J A Todd supervised her research work at Cambridge and in [3] he describes the work of her doctoral dissertation:-
This work contains a detailed study of the finite primitive collineation groups which contain homologies of period two. Starting with an analysis of the geometrical configuration formed by the centres and the invariant primes of the homologies, she was able, by a very thorough and careful investigation, to obtain, for each of the groups, the distribution of the operations in conjugate sets, and to make the nature of these operations clear.
Hamill published three papers based on her dissertation in 1948, 1951 and 1953. These papers describe groups of order 576, 6531840 and 348364800 respectively.
Todd [3] assesses the importance of these papers:-
The groups concerned are of interest from various points of view, and the detailed results contained in her papers contain something of permanent value.
In 1954 Hamill accepted a post as lecturer in the University of Ibadan in Nigeria. She had already earned a high reputation as a teacher both at Cambridge and at Sheffield and was said to have great talent at getting the best from weaker students. In Ibadan she quickly began to show the same lecturing talents giving lectures of great clarity.
Outside mathematics [1]:-
... she had wide interests, was a keen dinghy sailor and took an active part in youth welfare.

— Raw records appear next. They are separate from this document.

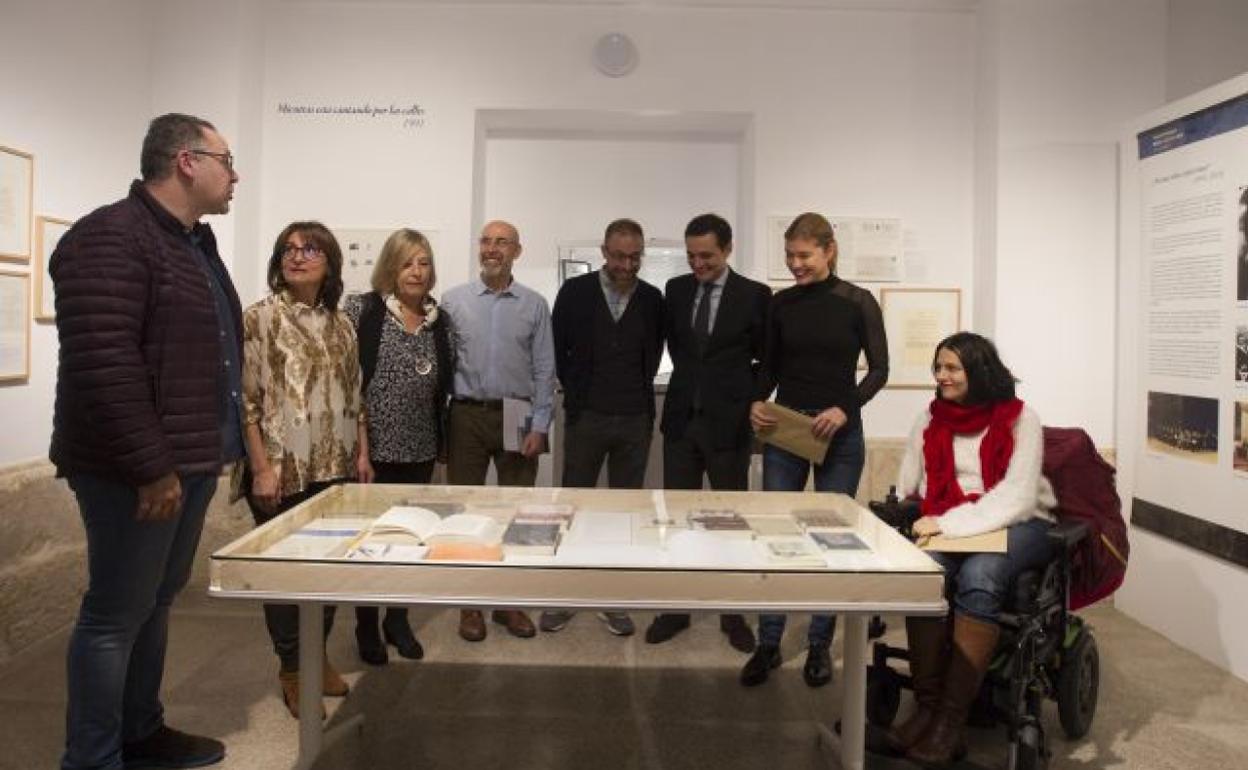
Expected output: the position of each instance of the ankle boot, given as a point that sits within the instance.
(367, 638)
(972, 647)
(926, 639)
(331, 682)
(398, 633)
(290, 683)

After four terms in Ibadan, Hamill contracted poliomyelitis and her death was rapid occurring only two days after she became ill. Todd remarks [3]:-
... she will be remembered for her natural and innate friendliness, for her complete sincerity, and for her strength of character, fortified by a firm Christian faith, and a sincere acceptance of all that that implied.
She died a few months before the day on which she was to have been married.